2011 Retrospective: Homefront Review - September 3rd 2011

With each new installment in the Call of Duty franchise realism takes a blow to the head and inches ever closer to the cliffs of madness. What started as "Man that turret! Repel the Nazis!" soon turned to "Survive a nuke!" and "Discuss your amnesia with Ed Harris!". It's still devilishly playable, granted, but as a player it's getting harder to stay emotionally involved.


That's where Homefront comes in. If you are anything but emotionally involved in its story of Korean military might invading mainland USA and rampaging through middle America, sending schoolteachers to makeshift concentration camps and blowing up - gasp! - Hooters restaurants, you clearly have no soul. Or are not American.

While Homefront hardly sets a new standard in gritty realism, its story is grounded in very real western fears and events in the campaign are designed to provoke. Being punched square in the face by a Korean solider; getting manhandled onto a prison bus and driving you past the execution of a mother in front of her small child - such incidents spur you on not through wow-now-I-have-a-snowmobile-and-I-just-jumped-a-gorge excitement, but sheer indignant rage.

The campaign, although short, does have quite a few shocking moments.

That rage won't last long, however. The campaign may be packed with memorable set pieces - a hurtling truck toppling your prison bus and sending passengers flying an early highlight, providing sniper support from a church tower a later one - but it's all over in little more than six hours.

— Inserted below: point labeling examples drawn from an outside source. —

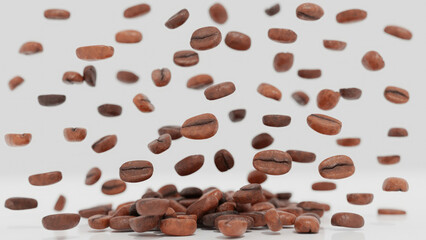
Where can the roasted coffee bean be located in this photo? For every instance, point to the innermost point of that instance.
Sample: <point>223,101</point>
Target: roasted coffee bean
<point>92,176</point>
<point>51,100</point>
<point>359,198</point>
<point>300,97</point>
<point>373,61</point>
<point>395,184</point>
<point>327,99</point>
<point>324,124</point>
<point>30,48</point>
<point>398,32</point>
<point>345,219</point>
<point>44,179</point>
<point>351,15</point>
<point>189,165</point>
<point>113,187</point>
<point>94,52</point>
<point>275,120</point>
<point>323,186</point>
<point>61,221</point>
<point>262,140</point>
<point>57,14</point>
<point>200,127</point>
<point>391,159</point>
<point>218,13</point>
<point>309,12</point>
<point>348,142</point>
<point>137,10</point>
<point>336,167</point>
<point>20,203</point>
<point>301,156</point>
<point>136,171</point>
<point>283,61</point>
<point>334,45</point>
<point>309,73</point>
<point>223,160</point>
<point>185,58</point>
<point>205,38</point>
<point>238,41</point>
<point>350,93</point>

But the campaign is only the first offensive, Homefront taking a second swing at the current FPS kings with its broad multiplayer offering. Like Black Ops it bombards with player rewards, addictive to grinders and those without jobs, and like Bad Company 2 it has humvees, tanks and helis (some drivable, most not), but sadly it falls short of both games.

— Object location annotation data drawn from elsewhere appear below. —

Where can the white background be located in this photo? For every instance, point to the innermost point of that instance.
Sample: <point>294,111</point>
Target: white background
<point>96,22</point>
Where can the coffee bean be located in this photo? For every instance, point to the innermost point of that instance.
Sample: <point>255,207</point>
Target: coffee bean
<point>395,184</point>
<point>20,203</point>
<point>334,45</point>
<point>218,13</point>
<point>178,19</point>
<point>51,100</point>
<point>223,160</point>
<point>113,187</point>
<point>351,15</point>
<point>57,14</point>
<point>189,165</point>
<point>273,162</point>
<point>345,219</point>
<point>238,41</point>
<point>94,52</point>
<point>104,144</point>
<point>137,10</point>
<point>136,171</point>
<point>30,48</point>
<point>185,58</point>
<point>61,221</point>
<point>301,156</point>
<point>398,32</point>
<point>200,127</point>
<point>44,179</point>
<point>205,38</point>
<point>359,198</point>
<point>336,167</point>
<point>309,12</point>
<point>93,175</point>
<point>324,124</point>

With a mixture of wide open warfare and close quarters combat it's got plenty of variety, but shooting feels light and unsatisfying, and levels are bland and featureless. While still involving, in reaching for the stars it fails to completely satisfy in both regards as much as it's two tightly focused competitors.

Graphically, Homefront isn't going to win any awards.

Online and off, however, don't dismiss Homefront outright. Its story is packed with memorable moments, recalling the best parts of John Milius' Red Dawn (who had a hand in development here) and its multiplayer, while not especially deep, is perfectly madcap and engaging. Altogether now: ''WOLVERINES!''


Ben Griffin

 

Gameplay:

An enjoyably varied campaign, but shooting has been done better.

Audio:

Booming explosions and the crack of a firefight are, expectedly, loud.

Graphics:

Rough. Lovely lens flare, though.

Longevity:

The usual 6-hour campaign you will never return to is bolstered by an iffy but playable multiplayer.

     

Final Score:



Successfully emulating COD and its skittish campaign, and bringing vehicles to the multiplayer fire fight, Homefront is a blast of warm (if not necessarily fresh) air.